By-and-by the train came in; Bras was committed to the care of the guard, and she found herself alone in a railway carriage for the first time in her life. Her husband had told her that whenever she felt uncertain of her whereabouts, if in the country, she was to ask for the nearest station and get a train to London; if in town she was to get into a cab and give the driver her address. And, indeed, Sheila had been so much agitated and perplexed during this afternoon that she acted in a sort of mechanical fashion, and really escaped the nervousness which otherwise would have attended the novel experience of purchasing a ticket and arranging about the carriage of a dog in the break-van. Even now, when she found herself traveling alone, and shortly to arrive at a part of London she had never seen, her crowding thoughts and fancies were not about her own situation, but about the reception she would receive from her husband. Would he be vexed with her? Or pity her? Had he called with Mrs. Lorraine to take her somewhere, and found her gone? Had he brought home some bachelor friends to dinner, and been chagrined to find her not in the house?
It was getting dusk when the slow four-wheeler approached Sheila’s home. The hour for dinner had long gone by. Perhaps her husband had gone away somewhere looking for her, and she would find the house empty.
But Frank Lavender came to meet his wife in the hall, and said, “Where have you been?”
She could not tell whether there was anger or kindness in his voice, and she could not well see his face. She took his hand and went into the dining-room, which was also dusk, and standing there told him all her story.
“This is too bad, Sheila,” he said, in atone of deep vexation. “By Jove!
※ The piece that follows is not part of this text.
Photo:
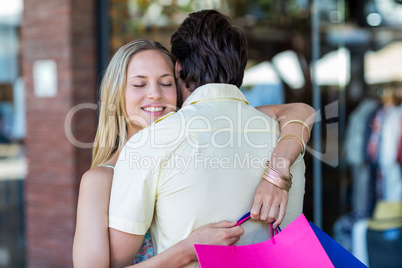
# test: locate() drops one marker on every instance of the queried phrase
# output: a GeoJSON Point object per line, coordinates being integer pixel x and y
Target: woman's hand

I’ll go and thrash the dog within an inch of his life.”
“No,” she said, drawing herself up; and for one brief second—could he have but seen her face—there was a touch of old Mackenzie’s pride and firmness about the ordinarily gentle lips. It was but for a second. She cast down her eyes and said, meekly, “I hope you won’t do that, Frank. The dog is not to blame. It was my fault.”
“Well, really, Sheila,” he said, “you are very thoughtless. I wish you would take some little trouble to act as other women act, instead of constantly putting yourself and me in the most awkward positions. Suppose I had brought any one home to dinner, now? And what am I to say to Ingram? for, of course, I went direct to his lodgings when I discovered that you were nowhere to be found. I fancied some mad freak had taken you there; and I should not have been surprised. Indeed, I don’t think I should be surprised at anything you do. Do you know who was in the hall when I came in this afternoon?”
“No,” said Sheila.
“Why, that wretched old hag who keeps the fruit-stall. And it seems you gave her and all her family tea and cake in the kitchen last night.”
“She is a poor woman,” said Sheila, humbly.